= Concordats with individual states of Germany =

Concordats between the Holy See and individual German states were concluded both before and after the Unification of Germany in the 1870s.

==Pre-Unification==

Early examples include:
- Bavaria in 1817
- Prussia in 1821
- Würtemberg, Baden, Hesse(-Darmstadt), Nassau, Free City of Frankfurt, Saxony, Oldenburg, Waldeck-Pyrmont, Bremen and Lübeck (multilateral) in 1821 and in 1827
- Oldenburg in 1830
- Hanover in 1834

==Post-Unification==

In addition to the Reichskonkordat at the federal level, there are concordats between the Holy See and thirteen German states (Länder). This is because the individual states of the German federation have competencies in legislation with respect to education, culture and, to some extent, finance.

In 1929 Prussia and the Holy See signed the Prussian Concordat (Preußenkonkordat), which remains still valid for formerly Prussian territory within some of its successor states. Baden signed its concordat in 1932. The Reichskonkordat, later affirmed as valid by West Germany in 1957, applied some features of Baden's concordat to Hesse, Württemberg and the Diocese of Meissen, which then comprised all of Saxony and parts of Thuringia.

Other German states with concordats are Baden-Württemberg (1932), Bavaria (1817–1924), Brandenburg (2003), Bremen (2003), Hamburg (2005), Lower Saxony (1965-1973-1989-1993), Mecklenburg-Vorpommern (1997), North Rhine-Westphalia (1929-1956-1984), Rhineland-Palatinate (1929-1969-1973), Saarland (1929-1975-1985), Saxony (1996), Saxony-Anhalt (1998), Schleswig-Holstein (2009) and Thuringia (1997). Three states, Berlin (1970), Hesse (1963–1974), and Rhineland-Palatinate (1975), have agreements with Catholic bishoprics.
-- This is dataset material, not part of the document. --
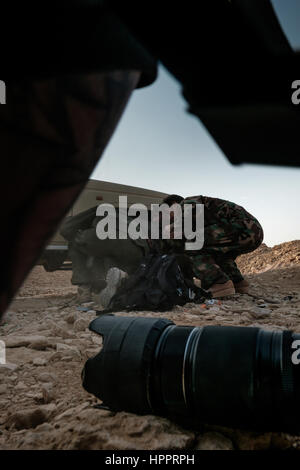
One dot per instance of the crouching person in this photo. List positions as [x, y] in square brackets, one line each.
[229, 231]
There have been three separate waves of concordats. The last one was set off by the dissolution of East Germany, when its five German states that had exited before World War II were reconstituted, joined the Federal Republic of Germany, and entered agreements with the Holy See. Since then three of the northernmost German states, which have small Catholic minorities, have also concluded concordats.
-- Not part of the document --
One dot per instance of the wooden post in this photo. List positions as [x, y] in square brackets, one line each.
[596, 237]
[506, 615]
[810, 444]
Some of the educational provisions of the Bavarian concordat have aroused controversy. In 2008, the Catholic Church's veto of an academically well-regarded nominee for president of Germany's only Catholic University sparked protests. This veto was permitted by Article 5 of the Bavarian concordat. Another part of the same concordat, Article 3 on "concordat chairs", was unsuccessfully challenged in court in 2009. This provision establishes Church-controlled professorships in theology, philosophy, pedagogy, and the social sciences at state universities.